After attending public schools in Madison and Berkeley, California (with brief schooling in China), Amos Wilder prepared for college at the Thacher school in Ojai, California. After two years at Oberlin he transferred to Yale in the fall of 1915. Following the war he received his B.A., B.D., and Ph.D. from Yale. He was ordained in 1926 and for several years served as minister of the First Congregational Church in North Conway, New Hampshire.
In 1930, Amos Wilder began his teaching and scholarly career at Hamilton College. He subsequently taught at Andover Newton Theological School, Chicago Theological Seminary and Federated Theological Faculty, University of Frankfort, and Harvard Divinity School, where he retired as Hollis Professor of Divinity Emeritus in 1963.
Despite poor health in his later years Amos Wilder retained to his death a zest for the several elements that comprised his professional career and related interests---New Testament studies, the relation between religion and the arts, literary criticism, and the practice of poetry. The summer before he died he was still able to spend part of many days in his "summer workshop," a rudimentary cabin in the woods in Blue Hill Falls, Maine. It was here that much of the work was done on, the great project of his last years, the writing of this book, which he completed in April 1992. He used a typewriter ardently in the manner taught by his journalist father as well as by this time a reading machine that allowed him to read despite near total blindness.
Amos Wilder died on May 1, 1993. Anticipating the end, he asked me to serve as his surrogate in dealing with the inevitable queries in the final editing, adding with characteristic modesty that he hoped that it would not be a burden. It has not been a burden; rather, it has been a delight and a privilege.
Changes made to the text since the author's death include the deletion of a few repetitions and a slight reorganization of parts of the text in order to maintain the continuity of the narrative. Robin Gibbs Wilder and William R. Crout have been helpful in making judgments about these changes.

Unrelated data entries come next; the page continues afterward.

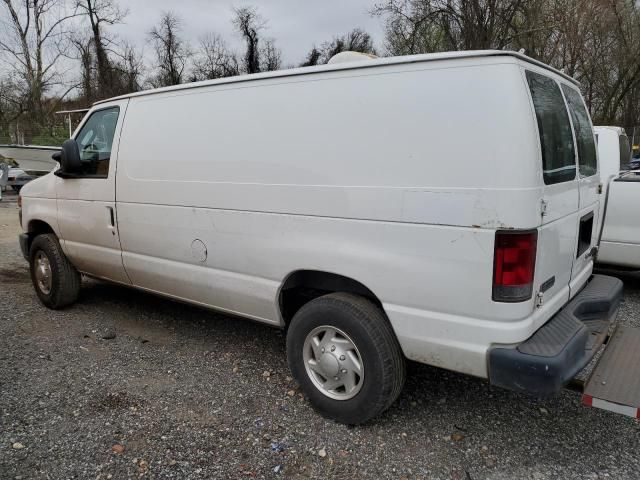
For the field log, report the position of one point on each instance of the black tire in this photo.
(65, 279)
(371, 332)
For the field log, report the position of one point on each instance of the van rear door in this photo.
(589, 182)
(560, 192)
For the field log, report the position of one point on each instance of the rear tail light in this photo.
(514, 262)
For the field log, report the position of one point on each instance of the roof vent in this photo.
(345, 57)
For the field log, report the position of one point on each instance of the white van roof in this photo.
(373, 62)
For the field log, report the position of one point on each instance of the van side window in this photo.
(94, 141)
(587, 159)
(556, 138)
(625, 152)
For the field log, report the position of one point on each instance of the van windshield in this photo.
(556, 138)
(587, 159)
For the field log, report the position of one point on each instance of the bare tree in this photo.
(249, 23)
(172, 52)
(85, 54)
(214, 60)
(102, 13)
(130, 67)
(270, 56)
(35, 39)
(313, 58)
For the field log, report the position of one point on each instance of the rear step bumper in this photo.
(563, 346)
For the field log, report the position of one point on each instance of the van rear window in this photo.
(587, 160)
(556, 138)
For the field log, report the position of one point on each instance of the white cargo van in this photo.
(438, 208)
(620, 224)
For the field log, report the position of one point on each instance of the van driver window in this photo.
(94, 142)
(556, 138)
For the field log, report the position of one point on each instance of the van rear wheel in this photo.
(344, 354)
(54, 278)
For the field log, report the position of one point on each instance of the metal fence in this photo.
(49, 132)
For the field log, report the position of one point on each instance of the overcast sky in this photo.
(296, 25)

Extreme care has been given to preserve the integrity of the extracts taken from Amos Wilder's journal. Sometimes writing under extraordinary constraints---in his dugout during bombardments, for example---he often compressed language to save both paper and time. Only changes necessary for clarity, such as spelling out certain abbreviations, have been made. In some cases the author himself added words of explanation in brackets. In the final editing a few additional lines from the journal have been added to several entries as well as footnotes containing information that may be helpful to the reader. All names, places, dates, and citations have been checked for accuracy to the extent possible, and the few errors or imprecisions have been corrected.
I extend special thanks to Patricia Barry for helping me with a line-by-line review of the extracts against the original sources and to William L. Foley for responding graciously to queries about the American Field Service experience in World War I. It has also been a great pleasure to work with Harriett Blood on the maps, which are based on Field Service maps published in 1920. The Western front map was modified to reflect the author's experience in the U.S. Army. All the pictures reproduced in this book were taken by the author or through the lens of his Brownie camera. (A stylus feature, which permitted the photographer to write on each negative, has allowed most pictures to be identified quite precisely.)
I deeply regret that my father did not have the opportunity to meet and work with Jonathan Brent, the acquisitions editor at Yale University Press, and Noreen O'Connor-Abel, the book's thoughtful and skillful manuscript editor. Had he done so their names would hold a prominent place in his acknowledgments---where they rightly deserve to be.